During the recent COVID epidemic, as have many others in a vulnerable (i.e., old) population, we stopped spending time indoors in public places and ordered all necessities to be delivered. From how recently an order was made or a notification from the delivery service, we had a good idea of what would be delivered and when, so when a knock on the front door came, we knew what item(s) would land on our front porch and which service would deliver it. When that knock came, my brain created a vision of an Amazon or UPS driver dropping a package on the porch. I did not have to open the door to “see,” I created the vision from repeated experience with deliveries. Not only did the knock on the door disturb my brain to create the sound of the knock, it also disturbed my brain to create the vision of the delivery. The knock was a disturbance—a perturbation—that my brain, from memory, turned into both the knock on the door and the image of the delivery.
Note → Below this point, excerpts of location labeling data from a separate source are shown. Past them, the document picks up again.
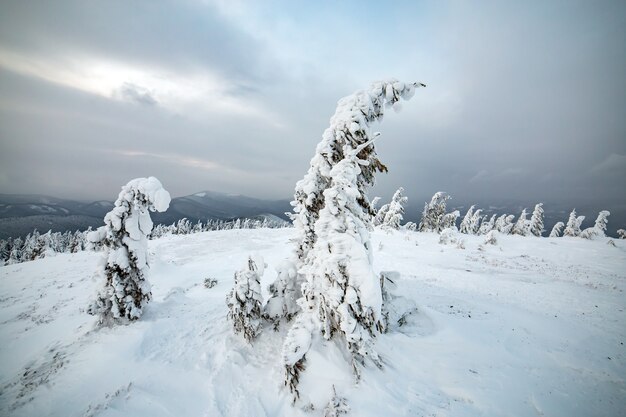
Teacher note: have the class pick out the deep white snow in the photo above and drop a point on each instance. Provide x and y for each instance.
(526, 327)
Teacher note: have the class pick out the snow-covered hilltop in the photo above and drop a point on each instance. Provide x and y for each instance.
(529, 326)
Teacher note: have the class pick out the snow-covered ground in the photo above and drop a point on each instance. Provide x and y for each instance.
(528, 327)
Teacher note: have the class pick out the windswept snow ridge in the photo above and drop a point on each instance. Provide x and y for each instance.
(525, 327)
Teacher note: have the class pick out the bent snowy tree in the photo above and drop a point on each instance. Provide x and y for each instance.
(333, 216)
(349, 126)
(125, 238)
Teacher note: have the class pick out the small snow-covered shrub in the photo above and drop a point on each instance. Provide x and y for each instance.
(126, 290)
(556, 229)
(244, 300)
(285, 292)
(395, 212)
(337, 406)
(522, 226)
(491, 238)
(599, 228)
(448, 236)
(573, 225)
(410, 226)
(466, 224)
(210, 282)
(433, 213)
(296, 345)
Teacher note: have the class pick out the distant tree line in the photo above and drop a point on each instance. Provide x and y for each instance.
(37, 245)
(435, 218)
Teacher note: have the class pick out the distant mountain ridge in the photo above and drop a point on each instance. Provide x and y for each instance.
(20, 214)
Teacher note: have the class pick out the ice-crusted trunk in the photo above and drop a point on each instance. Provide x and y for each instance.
(434, 214)
(349, 126)
(572, 228)
(521, 226)
(395, 212)
(125, 238)
(333, 217)
(244, 300)
(556, 229)
(536, 220)
(599, 228)
(466, 223)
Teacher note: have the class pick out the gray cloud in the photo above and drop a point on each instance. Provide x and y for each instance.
(524, 100)
(136, 94)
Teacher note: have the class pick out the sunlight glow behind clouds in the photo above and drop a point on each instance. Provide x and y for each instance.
(194, 94)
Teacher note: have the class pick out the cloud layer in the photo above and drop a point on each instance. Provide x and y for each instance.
(525, 100)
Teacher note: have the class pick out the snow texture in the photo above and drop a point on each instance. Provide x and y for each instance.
(126, 290)
(526, 327)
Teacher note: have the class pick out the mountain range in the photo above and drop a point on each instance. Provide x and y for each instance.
(21, 214)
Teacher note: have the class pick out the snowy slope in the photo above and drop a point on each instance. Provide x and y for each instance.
(529, 327)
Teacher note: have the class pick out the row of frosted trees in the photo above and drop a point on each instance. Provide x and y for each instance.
(37, 246)
(435, 218)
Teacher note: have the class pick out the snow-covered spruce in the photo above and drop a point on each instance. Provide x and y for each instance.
(433, 214)
(572, 228)
(556, 229)
(491, 238)
(476, 221)
(284, 294)
(449, 220)
(341, 295)
(487, 226)
(340, 281)
(599, 228)
(466, 224)
(244, 300)
(337, 406)
(395, 212)
(521, 226)
(536, 220)
(125, 237)
(379, 215)
(349, 126)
What I find weird is not that I see the delivery without my eyes, but that I don’t find that weird. I don’t find it weird that I see without direct input to my eyes but with only the calculations of my brain.

Delight

Marie Kondo segued from Japanese housewife to the first celebrity home-decluttering consultant—even scoring a show on Netflix. She created a novel approach to deal with major and minor versions of the modern disease of packrat mania. Kondo eschews the common declutter mindset, which is either to throw or to give stuff away or, paradoxically, buy more stuff to organize your stuff. Instead of deciding what to get rid of, Kondo’s technique directs you to a strategy of what to keep. Her book or personal consultation guides you to pile your stuff (one category at a time) and keep what “sparks delight.”

Declutter our senses

In 1959, Chilean neurobiologist Humberto Maturana and friends published the results of his experiments done in Jerome Lettvin ’s MIT lab, where Maturana was a visiting scholar: What the Frog’s Eye Tells the Frog’s Brain.

Maturana found a Marie Kondo in our nervous system: decluttering the frog’s sensory signals sparks delight for evolutionary advantages. The frog’s retina detects only motion and variance in illumination, a pattern of signals that aid in the survival of the species—food acquisition, predator avoidance, and reproductive opportunity (#AmphibianMaleGaze).
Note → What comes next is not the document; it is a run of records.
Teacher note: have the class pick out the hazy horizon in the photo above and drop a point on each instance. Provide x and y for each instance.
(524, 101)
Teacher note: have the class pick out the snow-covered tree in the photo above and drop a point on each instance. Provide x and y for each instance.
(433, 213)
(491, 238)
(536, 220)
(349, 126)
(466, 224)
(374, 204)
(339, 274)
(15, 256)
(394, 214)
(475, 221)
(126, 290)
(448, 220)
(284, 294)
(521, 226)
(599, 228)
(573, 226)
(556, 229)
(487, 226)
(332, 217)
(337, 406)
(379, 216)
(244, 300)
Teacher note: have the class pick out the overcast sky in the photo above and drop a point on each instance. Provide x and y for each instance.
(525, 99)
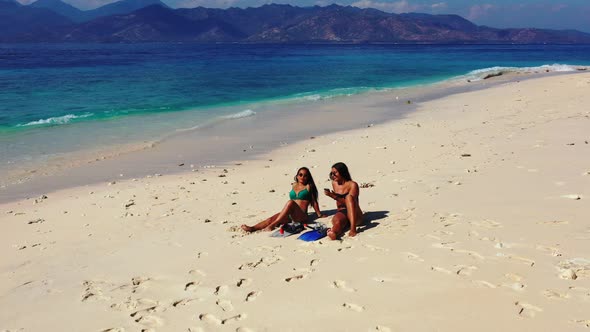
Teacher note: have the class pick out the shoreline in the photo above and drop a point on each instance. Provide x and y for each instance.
(475, 210)
(220, 148)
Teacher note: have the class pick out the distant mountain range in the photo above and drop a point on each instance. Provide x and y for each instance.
(131, 21)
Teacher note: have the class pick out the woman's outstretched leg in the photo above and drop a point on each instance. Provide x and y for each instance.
(354, 214)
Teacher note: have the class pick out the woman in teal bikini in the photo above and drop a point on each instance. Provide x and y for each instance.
(303, 193)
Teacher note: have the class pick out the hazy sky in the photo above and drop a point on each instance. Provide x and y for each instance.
(556, 14)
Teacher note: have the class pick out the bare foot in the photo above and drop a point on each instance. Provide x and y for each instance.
(248, 228)
(332, 235)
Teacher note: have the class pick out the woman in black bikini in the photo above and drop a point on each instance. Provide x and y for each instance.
(303, 193)
(346, 194)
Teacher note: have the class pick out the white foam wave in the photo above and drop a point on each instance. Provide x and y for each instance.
(239, 115)
(59, 120)
(484, 73)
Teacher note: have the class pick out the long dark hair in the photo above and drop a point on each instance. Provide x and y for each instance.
(343, 170)
(312, 187)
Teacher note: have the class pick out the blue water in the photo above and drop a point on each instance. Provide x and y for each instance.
(48, 85)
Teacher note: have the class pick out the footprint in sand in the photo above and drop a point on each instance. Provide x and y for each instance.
(191, 286)
(353, 307)
(584, 322)
(264, 261)
(555, 295)
(376, 248)
(549, 250)
(225, 305)
(182, 303)
(576, 267)
(297, 277)
(440, 269)
(470, 253)
(484, 283)
(244, 329)
(243, 282)
(465, 270)
(413, 257)
(221, 290)
(523, 260)
(487, 224)
(527, 310)
(252, 296)
(149, 321)
(233, 319)
(341, 284)
(553, 222)
(197, 272)
(210, 319)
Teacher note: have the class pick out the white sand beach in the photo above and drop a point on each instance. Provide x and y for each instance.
(477, 219)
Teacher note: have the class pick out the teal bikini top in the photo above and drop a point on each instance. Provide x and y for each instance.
(304, 195)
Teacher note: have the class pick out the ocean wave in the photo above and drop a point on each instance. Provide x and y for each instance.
(239, 115)
(58, 120)
(484, 73)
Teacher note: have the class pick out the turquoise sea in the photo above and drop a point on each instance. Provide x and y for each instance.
(59, 98)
“The map is not the territory.” —Alfred Korzybski

“The map is the territory.” —Heinz von Forester

The dominant model in modern cognitive theory, information processing, proposes that we take information through our senses, and our brain computes it, transforms it into symbols, and responds. The response can be short-term, ouch! hot stove, or longer term: hot stoves hurt; don’t touch them!

The information processing model can be summed in Korzybski’s famous statement above: the frog’s vision detects the change in light and movement as created by possible prey, possible predators, and possible mates. According to the information processing model, the frog’s brain is creating a map from the sensory input from the real world, which can be summarized as the map is not the territory.

But according to Maturana, the frog’s brain is creating a map, not from the real world but from the retina’s result of filtering out unnecessary (for survival) input. The map the frog’s brain is making is a map of the map already supplied by the retina cartographer. By the time the interpretation gets to the frog’s brain, there’s no direct information from the external world. To the frog’s brain, there is no external world, only a map of the map, which can be summarized as the map is the territory.

From the initial research on frog vision, Maturana (joined by student-turned–colleague neurobiologist and mathematician Francisco Varela), developed a concept of cognition based on evolutionary biology rather than the (computer-derived metaphor) information processing model. Maturana developed a hypothesis that the frog’s brain was not processing sensory input but was responding to disturbances to the senses—perturbations. That is, the nervous system has no input from the outside, but is only perturbated. To repeat: the frog’s brain is not processing information; its vision is created by updating its neural system, just as mine was when I heard the sound of the truck and the knock on the door.